The studio, about 1 hour drive away from Frankfurt, was a well equipped small studio with enough space to drag in the two cars we needed and build greenscreens and moving lights around them. The whole poorman process is a surprisingly handy way to take care of car driving sequences. One would think that it would be quickest and easiest to just let the actors drive around the city, but that usually means having a trailer attached to the car, because actors need to be able to focus on acting, not the traffic, and camera needs to be placed usually in the front of the car, and the end result still depends quite a lot on the traffic.

With poor man’s process, we create either a green screen around the car, and shoot the plate shots later, attaching it to the green background. Even easier way – and just as suitable – especially if it’s a night shoot – we can create a bunch of moving lights around the car to give an idea that the car is roaring fast through the city in the night. We did both, and they worked very well. We also shot some muzzle flashes with blanks, adding the right type of a muzzle to the end of a AK47. Shooting that in slow motion provided an extremely beautiful outcome.

Muzzle Flash Closeups (Photo By Tarja Jakunaho)
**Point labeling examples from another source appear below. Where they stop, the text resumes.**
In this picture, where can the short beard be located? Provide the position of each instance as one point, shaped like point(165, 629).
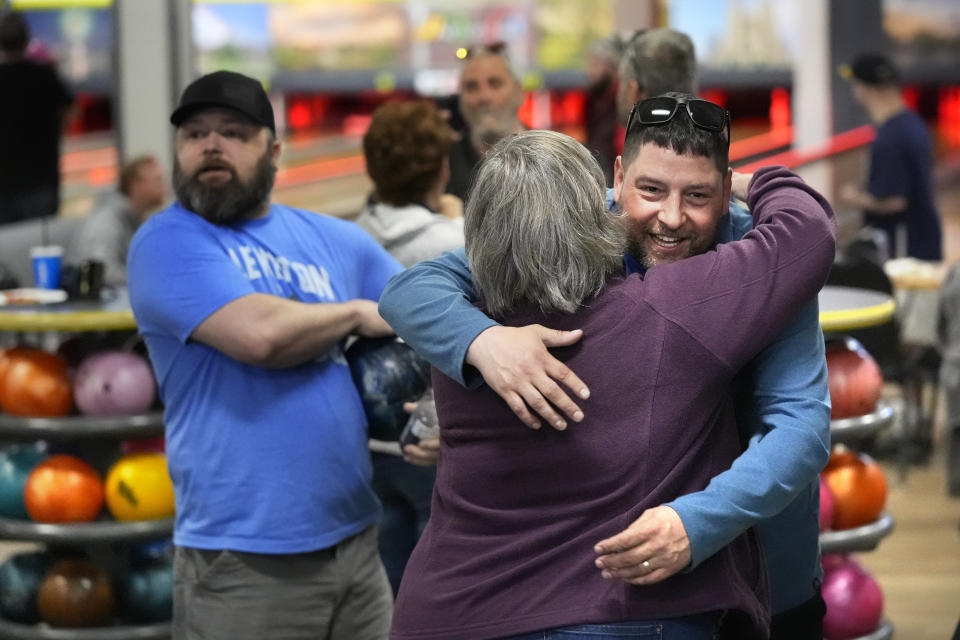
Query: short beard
point(490, 126)
point(226, 203)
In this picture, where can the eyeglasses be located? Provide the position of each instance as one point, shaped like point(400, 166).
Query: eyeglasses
point(498, 48)
point(662, 109)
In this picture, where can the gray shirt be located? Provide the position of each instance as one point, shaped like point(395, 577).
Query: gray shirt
point(411, 233)
point(105, 235)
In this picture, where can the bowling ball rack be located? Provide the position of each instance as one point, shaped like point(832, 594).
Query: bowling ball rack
point(79, 426)
point(97, 440)
point(843, 309)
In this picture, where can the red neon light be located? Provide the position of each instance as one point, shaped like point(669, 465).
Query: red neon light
point(763, 143)
point(910, 97)
point(779, 109)
point(299, 115)
point(798, 157)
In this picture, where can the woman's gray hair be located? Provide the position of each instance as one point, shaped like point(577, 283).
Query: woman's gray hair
point(537, 226)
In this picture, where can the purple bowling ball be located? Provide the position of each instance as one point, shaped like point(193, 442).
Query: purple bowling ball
point(114, 383)
point(854, 601)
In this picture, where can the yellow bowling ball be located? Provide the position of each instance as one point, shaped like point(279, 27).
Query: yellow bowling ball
point(139, 487)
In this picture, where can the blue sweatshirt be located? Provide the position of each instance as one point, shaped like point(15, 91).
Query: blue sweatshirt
point(786, 417)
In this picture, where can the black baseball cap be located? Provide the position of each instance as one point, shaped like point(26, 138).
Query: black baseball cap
point(871, 68)
point(226, 89)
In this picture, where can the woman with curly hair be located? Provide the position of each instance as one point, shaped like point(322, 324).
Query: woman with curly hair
point(406, 149)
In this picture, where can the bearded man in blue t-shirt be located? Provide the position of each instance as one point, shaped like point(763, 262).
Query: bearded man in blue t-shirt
point(244, 305)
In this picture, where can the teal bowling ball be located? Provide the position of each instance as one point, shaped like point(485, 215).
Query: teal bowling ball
point(144, 554)
point(20, 577)
point(147, 593)
point(16, 463)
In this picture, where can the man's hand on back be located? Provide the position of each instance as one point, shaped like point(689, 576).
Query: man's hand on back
point(654, 547)
point(515, 362)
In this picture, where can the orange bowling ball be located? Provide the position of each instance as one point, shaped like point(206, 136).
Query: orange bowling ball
point(63, 489)
point(34, 383)
point(858, 486)
point(854, 378)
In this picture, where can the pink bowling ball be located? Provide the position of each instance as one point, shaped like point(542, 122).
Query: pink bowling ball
point(114, 383)
point(854, 601)
point(826, 506)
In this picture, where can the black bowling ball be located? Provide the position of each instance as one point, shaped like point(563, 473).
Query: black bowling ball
point(387, 373)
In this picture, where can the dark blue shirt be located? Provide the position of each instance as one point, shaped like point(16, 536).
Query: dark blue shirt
point(901, 164)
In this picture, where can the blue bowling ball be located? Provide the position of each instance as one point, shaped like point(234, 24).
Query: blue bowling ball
point(144, 554)
point(20, 577)
point(16, 463)
point(147, 593)
point(387, 373)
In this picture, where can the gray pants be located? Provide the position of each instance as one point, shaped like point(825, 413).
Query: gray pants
point(340, 593)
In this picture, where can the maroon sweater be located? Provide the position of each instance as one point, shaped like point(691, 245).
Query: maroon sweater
point(516, 512)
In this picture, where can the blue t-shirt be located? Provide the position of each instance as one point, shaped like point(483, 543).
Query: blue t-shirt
point(262, 460)
point(901, 164)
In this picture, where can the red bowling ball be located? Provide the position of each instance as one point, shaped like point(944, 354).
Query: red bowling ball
point(854, 600)
point(114, 383)
point(854, 378)
point(35, 384)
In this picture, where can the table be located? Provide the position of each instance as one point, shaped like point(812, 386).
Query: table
point(847, 308)
point(110, 313)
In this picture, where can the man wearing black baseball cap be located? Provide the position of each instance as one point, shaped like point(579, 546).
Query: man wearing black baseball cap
point(244, 305)
point(898, 194)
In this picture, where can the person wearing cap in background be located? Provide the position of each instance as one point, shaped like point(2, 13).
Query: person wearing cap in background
point(106, 231)
point(899, 185)
point(490, 95)
point(781, 398)
point(243, 305)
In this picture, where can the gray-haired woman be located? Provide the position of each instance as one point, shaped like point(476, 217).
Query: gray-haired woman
point(516, 512)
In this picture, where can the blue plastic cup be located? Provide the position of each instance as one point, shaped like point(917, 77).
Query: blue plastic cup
point(46, 266)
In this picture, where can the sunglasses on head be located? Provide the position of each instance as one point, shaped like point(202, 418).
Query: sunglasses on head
point(662, 109)
point(495, 48)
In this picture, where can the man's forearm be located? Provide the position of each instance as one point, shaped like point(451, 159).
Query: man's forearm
point(790, 400)
point(273, 332)
point(429, 306)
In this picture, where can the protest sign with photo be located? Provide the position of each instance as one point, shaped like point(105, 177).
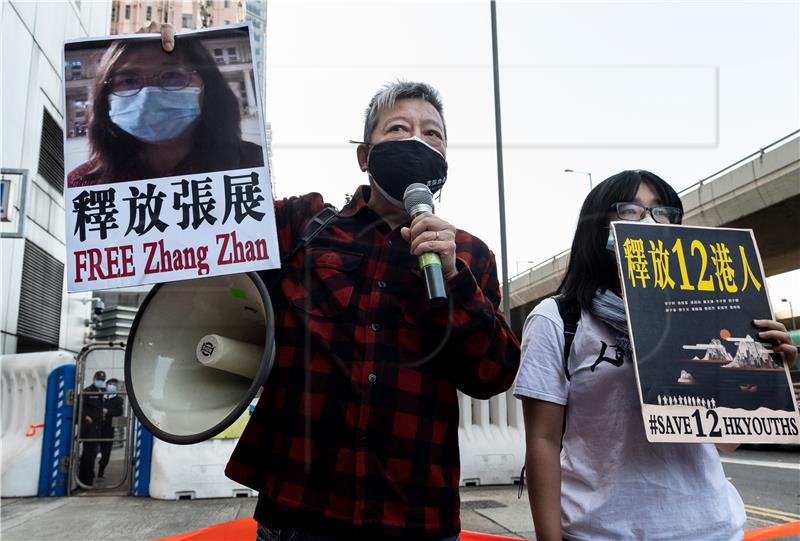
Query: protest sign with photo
point(691, 295)
point(166, 172)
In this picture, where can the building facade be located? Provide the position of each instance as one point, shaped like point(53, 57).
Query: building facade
point(36, 314)
point(127, 16)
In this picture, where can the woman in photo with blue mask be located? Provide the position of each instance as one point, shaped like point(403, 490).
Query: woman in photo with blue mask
point(156, 114)
point(608, 482)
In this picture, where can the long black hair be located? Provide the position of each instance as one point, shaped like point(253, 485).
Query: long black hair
point(591, 265)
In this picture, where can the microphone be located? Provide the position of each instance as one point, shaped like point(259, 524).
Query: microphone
point(418, 199)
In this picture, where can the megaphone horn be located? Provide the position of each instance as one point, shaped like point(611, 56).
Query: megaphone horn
point(198, 353)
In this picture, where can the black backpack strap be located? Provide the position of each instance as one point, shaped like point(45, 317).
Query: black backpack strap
point(315, 225)
point(570, 314)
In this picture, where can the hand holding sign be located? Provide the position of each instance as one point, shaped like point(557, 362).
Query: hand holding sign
point(167, 34)
point(783, 342)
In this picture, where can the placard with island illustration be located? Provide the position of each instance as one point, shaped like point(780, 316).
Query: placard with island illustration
point(166, 172)
point(691, 295)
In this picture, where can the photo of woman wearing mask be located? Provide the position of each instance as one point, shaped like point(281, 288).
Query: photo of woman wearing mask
point(591, 473)
point(155, 114)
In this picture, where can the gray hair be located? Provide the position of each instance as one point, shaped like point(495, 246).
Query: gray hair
point(399, 90)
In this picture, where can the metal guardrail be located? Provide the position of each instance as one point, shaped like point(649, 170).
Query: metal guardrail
point(760, 152)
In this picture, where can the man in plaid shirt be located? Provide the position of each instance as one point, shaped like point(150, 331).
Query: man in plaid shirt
point(355, 435)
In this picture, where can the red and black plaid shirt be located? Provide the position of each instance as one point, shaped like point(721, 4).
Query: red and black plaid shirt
point(356, 430)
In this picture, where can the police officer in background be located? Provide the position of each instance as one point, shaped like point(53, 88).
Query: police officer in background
point(112, 407)
point(91, 426)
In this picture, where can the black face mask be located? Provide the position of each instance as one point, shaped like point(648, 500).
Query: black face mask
point(395, 165)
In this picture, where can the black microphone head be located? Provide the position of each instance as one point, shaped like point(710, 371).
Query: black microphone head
point(418, 198)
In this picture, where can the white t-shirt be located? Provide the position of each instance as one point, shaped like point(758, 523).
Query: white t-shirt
point(614, 484)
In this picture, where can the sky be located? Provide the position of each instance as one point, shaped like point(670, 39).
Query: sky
point(679, 88)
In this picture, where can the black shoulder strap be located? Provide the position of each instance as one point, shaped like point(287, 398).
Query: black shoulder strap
point(315, 225)
point(570, 314)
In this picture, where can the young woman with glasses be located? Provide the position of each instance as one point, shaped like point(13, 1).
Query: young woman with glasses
point(156, 114)
point(608, 482)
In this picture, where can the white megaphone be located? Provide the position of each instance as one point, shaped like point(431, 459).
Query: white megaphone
point(198, 353)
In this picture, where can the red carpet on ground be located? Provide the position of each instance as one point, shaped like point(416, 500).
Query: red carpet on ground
point(244, 529)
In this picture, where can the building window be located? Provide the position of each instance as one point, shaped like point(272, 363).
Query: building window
point(39, 320)
point(76, 70)
point(51, 153)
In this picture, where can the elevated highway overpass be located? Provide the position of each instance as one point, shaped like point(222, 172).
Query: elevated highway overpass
point(760, 192)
The last shooting day was very satisfactory. We had most of the main cast there with us, and the studio was warm, controllable and quite fast. The last shots we shot around 3:00 in the morning – and then, it was a wrap. Actually, the wrap, for the whole Frankfurt shoot. I had a change to thank everyone in the team, and then we were off to the wrap party at costume department. Starting the party at 4:00 in the morning was quite an experience, and the festivities lasted for quite a long time – but we had a lot of fun, and it was a perfect ending for the great shoot in Frankfurt.